With just hours left until summer break, Maine state lawmakers approved adult-use cannabis rules.
The proposed guidelines, which now head to Gov. Janet Mills for consideration, passed the Senate by a vote of 26-9 and the House without a roll call.
The rules cover the details of how Mainers can grow, buy and sell recreational marijuana. With her approval, which is expected, Maine will become the eighth U.S. state to have a fully legal commercial adult-use cannabis market.
It brings Maine one major step closer to its first legal recreational sales, which regulators estimate could occur in March 2020 – after the state’s tracking and licensing systems are ready, marijuana businesses win state and local licenses and growers have product ready to hit the shelves.
In its budget forecast, Maine is banking on $22 million in adult-use sales in the first three and a half months of the market’s launch. The state is expecting those numbers to grow over time, from about $84 million in its first full year of operation, Fiscal Year 2021, to $166 million in 2023.
With a 10 percent sales tax, and a 10 percent excise tax, Maine is expecting to collect about $4.4 million in taxes from marijuana sales in the three and a half months of sales likely to occur in FY 2020, according to David Heidrich, a spokesman for the Maine Office of Marijuana Policy.
In FY 2023, Maine is banking on $33.2 million in marijuana taxes, based on revenue forecasts.
National consultants believe Maine’s in-state marijuana market is even higher, between $227 and $396 million. Some of those dollars will be spent in Maine’s $65 million medical market, while others will end up in the black market, especially in parts of Maine that prohibit local marijuana retailers.
Currently, about 15 of Maine’s 455 cities and towns have approved some kind of recreational marijuana regulations.
But that doesn’t factor in the 37 million tourists who visit Maine every year, at least some of whom may want to buy and use marijuana during their visit. While Maine voters approved cannabis social clubs at referendum, lawmakers struck that from the law, leaving tourism’s role in marijuana sales up in the air.
Consultants at BDS Analytics of Colorado, which produces cannabis industry market trend reports, say Maine will see its medical sales fall with the launch of its recreational market. In 2018, global adult-use sales overtook medical sales for the first time ever, finally tipping the international market.
According to a report it is releasing Thursday, BDS claims international medical marijuana spending in 2018 fell to $4.8 billion, down from the $6.3 billion recorded in 2017. Over that same time, recreational marijuana spending rose from $2.9 to $6.1 billion.
“Maine is on trend with the rest of the world,” said Tom Adams, BDS’s managing director.

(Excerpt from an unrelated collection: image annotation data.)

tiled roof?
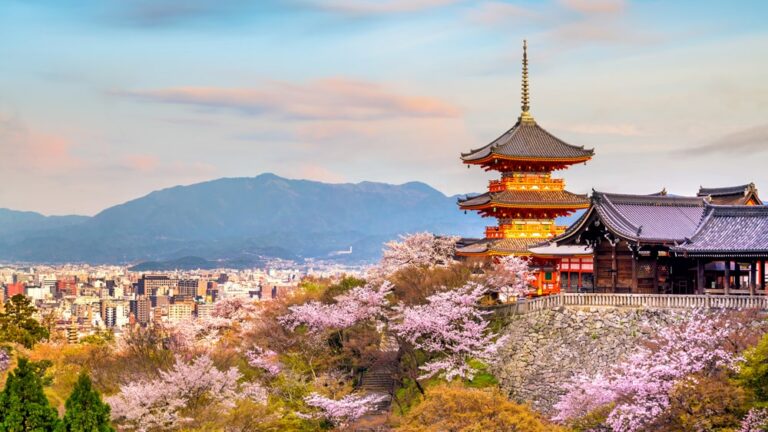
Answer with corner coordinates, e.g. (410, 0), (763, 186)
(554, 192), (705, 244)
(696, 183), (762, 205)
(456, 238), (542, 255)
(672, 205), (768, 257)
(459, 190), (589, 208)
(461, 120), (595, 162)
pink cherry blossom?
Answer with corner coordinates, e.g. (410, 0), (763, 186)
(554, 311), (739, 432)
(739, 408), (768, 432)
(392, 283), (506, 380)
(368, 232), (459, 280)
(107, 355), (266, 431)
(304, 393), (388, 426)
(278, 282), (392, 332)
(245, 347), (282, 376)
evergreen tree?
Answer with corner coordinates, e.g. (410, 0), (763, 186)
(0, 357), (59, 432)
(61, 372), (115, 432)
(0, 294), (48, 348)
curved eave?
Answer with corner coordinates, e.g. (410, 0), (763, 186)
(461, 153), (594, 165)
(459, 201), (589, 210)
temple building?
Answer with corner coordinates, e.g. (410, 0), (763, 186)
(696, 183), (763, 205)
(547, 190), (768, 295)
(457, 42), (594, 294)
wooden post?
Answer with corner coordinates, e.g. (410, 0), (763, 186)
(749, 261), (757, 296)
(611, 243), (619, 293)
(632, 254), (637, 293)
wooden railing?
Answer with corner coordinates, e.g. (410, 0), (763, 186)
(486, 293), (768, 315)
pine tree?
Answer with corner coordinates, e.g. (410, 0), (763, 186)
(0, 357), (59, 432)
(62, 372), (115, 432)
(0, 294), (49, 348)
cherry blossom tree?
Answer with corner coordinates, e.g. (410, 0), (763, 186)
(485, 255), (536, 302)
(245, 347), (282, 376)
(278, 282), (392, 332)
(304, 393), (388, 427)
(0, 347), (11, 372)
(392, 283), (506, 380)
(554, 310), (740, 432)
(739, 408), (768, 432)
(107, 355), (266, 431)
(373, 232), (459, 276)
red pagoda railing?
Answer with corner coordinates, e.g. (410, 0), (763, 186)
(485, 225), (568, 239)
(488, 177), (565, 192)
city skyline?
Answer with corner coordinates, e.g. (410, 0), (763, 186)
(0, 0), (768, 215)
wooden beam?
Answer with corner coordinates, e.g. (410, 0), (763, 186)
(749, 260), (757, 296)
(611, 243), (619, 293)
(632, 256), (637, 293)
(696, 258), (706, 294)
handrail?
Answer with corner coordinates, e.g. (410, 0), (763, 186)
(486, 293), (768, 315)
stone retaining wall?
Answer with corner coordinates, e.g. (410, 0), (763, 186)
(494, 308), (680, 414)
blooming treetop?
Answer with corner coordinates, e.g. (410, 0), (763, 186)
(392, 283), (506, 380)
(554, 311), (738, 432)
(376, 232), (459, 275)
(304, 393), (387, 426)
(739, 408), (768, 432)
(278, 282), (392, 332)
(245, 347), (282, 376)
(107, 356), (266, 432)
(486, 255), (536, 302)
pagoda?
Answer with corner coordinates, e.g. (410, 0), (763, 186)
(457, 41), (594, 285)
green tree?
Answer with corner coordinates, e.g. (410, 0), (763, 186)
(0, 294), (48, 348)
(61, 372), (115, 432)
(0, 357), (59, 432)
(736, 334), (768, 407)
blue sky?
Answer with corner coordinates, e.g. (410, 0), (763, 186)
(0, 0), (768, 214)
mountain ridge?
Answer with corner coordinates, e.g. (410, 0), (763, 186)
(0, 173), (485, 263)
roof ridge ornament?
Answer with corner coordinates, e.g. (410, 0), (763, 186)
(519, 39), (536, 123)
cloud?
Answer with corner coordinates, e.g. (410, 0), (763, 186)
(559, 0), (627, 15)
(314, 0), (459, 15)
(678, 124), (768, 156)
(469, 1), (541, 25)
(559, 123), (643, 137)
(116, 78), (460, 121)
(123, 154), (160, 172)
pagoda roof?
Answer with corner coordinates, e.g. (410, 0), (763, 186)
(461, 119), (595, 163)
(671, 204), (768, 257)
(456, 237), (542, 255)
(696, 183), (763, 205)
(459, 190), (589, 208)
(553, 192), (706, 244)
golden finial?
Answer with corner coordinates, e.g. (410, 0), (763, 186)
(520, 39), (533, 122)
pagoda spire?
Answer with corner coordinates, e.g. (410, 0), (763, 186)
(520, 39), (534, 122)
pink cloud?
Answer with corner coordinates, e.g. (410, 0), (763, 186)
(123, 154), (159, 171)
(118, 78), (460, 121)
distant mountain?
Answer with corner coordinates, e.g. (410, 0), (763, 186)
(0, 208), (89, 237)
(0, 174), (486, 265)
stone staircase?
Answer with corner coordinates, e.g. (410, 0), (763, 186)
(351, 332), (400, 432)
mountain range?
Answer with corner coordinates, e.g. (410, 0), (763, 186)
(0, 174), (486, 267)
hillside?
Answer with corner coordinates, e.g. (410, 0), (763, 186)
(0, 174), (485, 263)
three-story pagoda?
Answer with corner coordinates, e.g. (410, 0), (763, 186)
(457, 41), (594, 270)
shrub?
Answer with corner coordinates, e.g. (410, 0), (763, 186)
(396, 384), (563, 432)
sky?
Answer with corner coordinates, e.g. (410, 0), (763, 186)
(0, 0), (768, 215)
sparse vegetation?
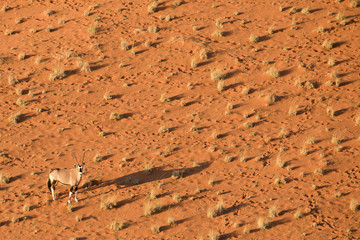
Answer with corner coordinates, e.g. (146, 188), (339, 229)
(49, 65), (66, 81)
(110, 221), (128, 232)
(93, 153), (104, 162)
(294, 209), (303, 220)
(249, 34), (260, 43)
(268, 205), (279, 218)
(256, 217), (269, 230)
(9, 112), (22, 124)
(321, 40), (334, 50)
(266, 67), (280, 79)
(0, 172), (10, 184)
(100, 195), (117, 210)
(350, 199), (360, 212)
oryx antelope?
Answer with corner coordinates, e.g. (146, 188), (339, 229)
(48, 152), (85, 203)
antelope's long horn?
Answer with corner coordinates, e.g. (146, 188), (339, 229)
(71, 153), (79, 165)
(81, 151), (86, 164)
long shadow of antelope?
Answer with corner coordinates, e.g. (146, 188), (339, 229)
(82, 162), (211, 193)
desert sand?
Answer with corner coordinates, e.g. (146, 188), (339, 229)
(0, 0), (360, 240)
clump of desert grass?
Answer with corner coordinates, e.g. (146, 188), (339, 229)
(210, 69), (226, 81)
(100, 195), (117, 210)
(349, 0), (360, 8)
(49, 65), (66, 81)
(294, 209), (304, 220)
(110, 220), (129, 232)
(265, 93), (276, 104)
(190, 57), (198, 68)
(266, 67), (280, 79)
(167, 215), (176, 226)
(199, 48), (209, 60)
(314, 168), (324, 176)
(144, 201), (162, 216)
(288, 106), (297, 116)
(249, 34), (260, 43)
(321, 39), (334, 50)
(326, 106), (335, 118)
(88, 26), (99, 35)
(93, 153), (104, 162)
(268, 205), (279, 218)
(9, 112), (22, 124)
(150, 223), (160, 233)
(18, 52), (26, 61)
(158, 125), (170, 134)
(350, 199), (360, 212)
(76, 58), (91, 73)
(327, 56), (336, 66)
(216, 80), (226, 92)
(276, 154), (285, 168)
(256, 217), (270, 230)
(148, 1), (159, 14)
(173, 192), (183, 203)
(148, 25), (158, 33)
(0, 172), (10, 184)
(171, 169), (185, 179)
(109, 112), (123, 121)
(212, 28), (224, 37)
(208, 230), (220, 240)
(159, 93), (171, 103)
(301, 7), (310, 15)
(8, 75), (20, 86)
(16, 98), (27, 107)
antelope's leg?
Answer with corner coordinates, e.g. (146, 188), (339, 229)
(68, 186), (74, 203)
(50, 183), (55, 201)
(75, 186), (78, 202)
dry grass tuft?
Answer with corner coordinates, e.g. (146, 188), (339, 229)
(0, 172), (10, 184)
(210, 69), (226, 81)
(216, 80), (226, 92)
(9, 112), (22, 124)
(93, 153), (104, 162)
(301, 7), (310, 15)
(350, 199), (360, 212)
(158, 125), (170, 134)
(49, 65), (66, 81)
(314, 168), (324, 176)
(76, 58), (91, 73)
(249, 34), (260, 43)
(110, 221), (128, 232)
(326, 106), (335, 118)
(109, 112), (123, 121)
(159, 93), (171, 103)
(212, 28), (224, 37)
(150, 223), (160, 233)
(18, 52), (26, 61)
(327, 56), (336, 66)
(8, 75), (20, 86)
(266, 67), (280, 79)
(199, 48), (209, 60)
(100, 195), (117, 210)
(294, 209), (304, 220)
(167, 215), (176, 226)
(276, 154), (285, 168)
(268, 205), (279, 218)
(256, 217), (270, 230)
(208, 230), (220, 240)
(321, 39), (334, 50)
(171, 169), (185, 179)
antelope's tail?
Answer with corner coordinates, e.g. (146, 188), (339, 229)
(48, 178), (51, 192)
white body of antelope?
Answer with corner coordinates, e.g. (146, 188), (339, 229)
(48, 152), (85, 203)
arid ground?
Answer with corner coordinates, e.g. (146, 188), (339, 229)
(0, 0), (360, 240)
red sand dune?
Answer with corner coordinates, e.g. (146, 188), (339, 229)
(0, 0), (360, 239)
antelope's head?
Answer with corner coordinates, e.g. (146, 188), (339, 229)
(72, 152), (85, 176)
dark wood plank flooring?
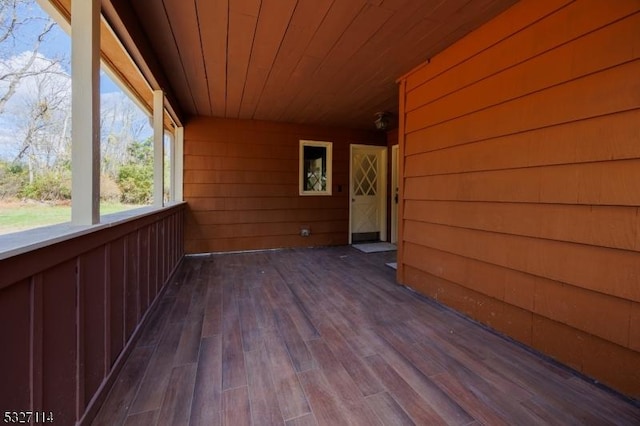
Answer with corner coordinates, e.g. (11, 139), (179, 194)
(94, 247), (640, 426)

BDS estimates Maine’s homegrown marijuana consumer base at about 173,000 people, or 13 percent of Maine’s total population. Based on its own surveys, it estimates about 25 to 35 percent of adult Mainers have used marijuana at least once in the last six months.
In the early days of the market, Maine consumers should expect to see recreational marijuana prices go up while retailers win licenses and testing labs that must sign off on all recreational products open their doors, Adams said. Prices will peak about 18 months after launch and then begin to fall.
Right now, an ounce of medical cannabis generally runs between $150 to $250, depending on strain, source and if the purchase is made in store or delivered. Black market recreational marijuana is readily available, and openly advertised online, for about the same.
Consultants predict Maine’s adult-use market could employ as many as 5,400 people, upon maturity.
The regulations approved by lawmakers Wednesday spell out how the state’s new recreational market would be launched, monitored and regulated by the Office of Marijuana Policy. Other rules on testing labs and protocols will be adopted later, without legislative approval.
The office wouldn’t comment on the proposed rules until after Mills acts on them. Unlike her predecessor, Republican Gov. Paul LePage, Mills has been a vocal supporter of a taxed and regulated recreational marijuana market, so insiders expect her to sign the rules bill.
Voters approved legalization of recreational marijuana in November 2016. While limited home grow was allowed within two months, the state has struggled to launch a commercial market, having to overcome a series of legislative rewrites, gubernatorial vetoes and contractual snafus.
While voters approved marijuana, the margin of victory was razor thin, with yes voters outnumbering no voters by less than a percentage point. Voters in nine of Maine’s 16 counties voted adult-use legalization down, but two-to-one support in Portland, Maine’s most populous city, propelled the measure to victory.